– Türk Gitar: Merhabalar. Röportaj isteğimizi geri çevirmediğiniz için çok teşekkür ederiz.
– Özver Yılmaz: Merhaba, ben teşekkür ederim.
– Türk Gitar: Her zaman olduğu gibi yine gitar ile giriş yapalım. Gitar çalmaya kaç yaşında, kimin teşvikiyle başladınız?
– Özver Yılmaz: Sanırım 13-14 yaşındaydım ve çevrede pek teşvik edecek insan yoktu. O yüzden amerikalı rakçı abilerden gördüm diyebilirim. =)
– Türk Gitar: Gitar konusunda gelişim ve öğrenme sürecinizde destek aldınız mı? Yoksa kendi çabalarınızla mı öğrendiniz?
– Özver Yılmaz: Bizim evin yanında bakkal bir vardı. Arkadaşlarla beraber genelde o bakkal ve çevresinde takılıyorduk. Sonra öğrendik ki bakkalın oğlunun veya bir tanıdığının gitarı varmış. Onu aldım, bir de metot buldum zar zor bir yerlerden, alıp oradaki şarkıları çalmaya başladım, böyle gitti.
– Türk Gitar: İlk gitarınızı hatırlıyor musunuz? Bir çok gitaristin ilk gitarlarıyla ilgili ilginç anıları oluyor, sizin de böyle bir anınız var mı?
– Özver Yılmaz: Bakkalın gitarı. =)) Ama ilk satın aldığım gitar Ibanez bir akustik gitardı. Sonra onu satıp Fender Squier ve acayip bir amplifikatör aldım. İlk gitarda bare basmaya çalıştığımı hatırlıyorum, sonra sinirlenip gitarı kıracaktım onu hatırlıyorum. Sinirden gitarı ısırmıştım hahaha. =) Meğer bir yol varmış deneyerek anladım. =)
– Türk Gitar: Müziğe ilk adım attığınız dönemde gitaristliğin yanında vokalliği de düşünüyor muydunuz? Kendine ve kafasına uygun vokal bulamayıp, “en iyisi vokali de ben kendim yapayım” diyen çok müzisyen var, siz de onlardan mısınız?

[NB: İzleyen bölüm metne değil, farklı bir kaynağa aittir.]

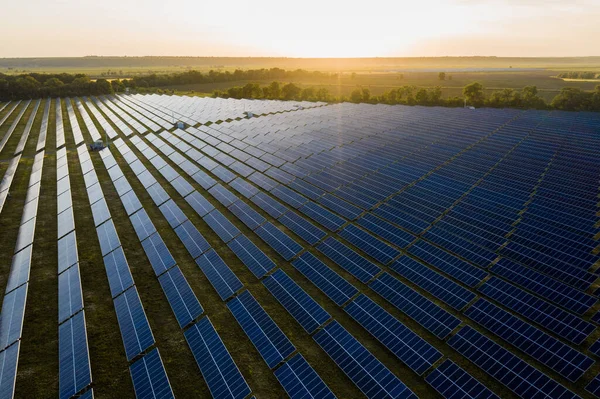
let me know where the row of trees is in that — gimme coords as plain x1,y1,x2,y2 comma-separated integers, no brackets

– Özver Yılmaz: Yok ben her zaman çalıp söylemek istedim. Bir şeyleri anlatmak istedim ama başkalarına değil, kendime sanırım. Sonradan değişti işler, insanlarla paylaşıp yalnız olmadığımı anladım. Bu da beni mutlu etti. Umarım dinleyenleri de mutlu etmiştir.
– Türk Gitar: Deli Gömleği’ni ilk dinlediğim zaman (Yalanlar Söyle’yi dinlemiştim ilk olarak) dikkatimi direkt olarak vokal çekmişti. Vokal konusunda çok farklı bir ses renginiz ve tarzınız var. Bana göre alışması ufak bir zaman alan fakat alıştıktan sonra müptelası olunan bir ses. Bu durumu nasıl değerlendiriyorsunuz?
– Özver Yılmaz: Teşekkür ederim, sanırım büyüdükçe ergenliğe geri dönüş yaptım ve sesimin rengi değişti. =) Dünyada tiz sesler için çok örnek var ama ülkemizde alışması daha zor insanlar için, her konuda olduğu gibi…
– Türk Gitar: Son dönemde Türkiye’den çok, yabancı ülkelerde turne ve konser etkinliği içerisindesiniz. Bunun özel bir sebebi var mı?
– Özver Yılmaz: Oradaki seyirci tepkisi bizden çok farklı. Konserlere eğlenip, dinleyip dağıtmak için geliyor insanlar genelde. Bu hem sahnedekileri hem de seyirciyi mutlu ediyor. Biz pek sahnede poz kesebilen insanlar değiliz içimizden ne geliyorsa onu yapıyoruz. Atla zıpla, gerekirse o gitarı kır! =)
– Türk Gitar: Ukrayna’da bir televizyon ve radyo programına katıldınız. Size gerçekten çok fazla ilgi gösteriyor olmalılar, bunun sebebi nedir? Barış Manço ve Japonların ona gösterdiği sevgi gibi bir ilişkiniz mi var? =)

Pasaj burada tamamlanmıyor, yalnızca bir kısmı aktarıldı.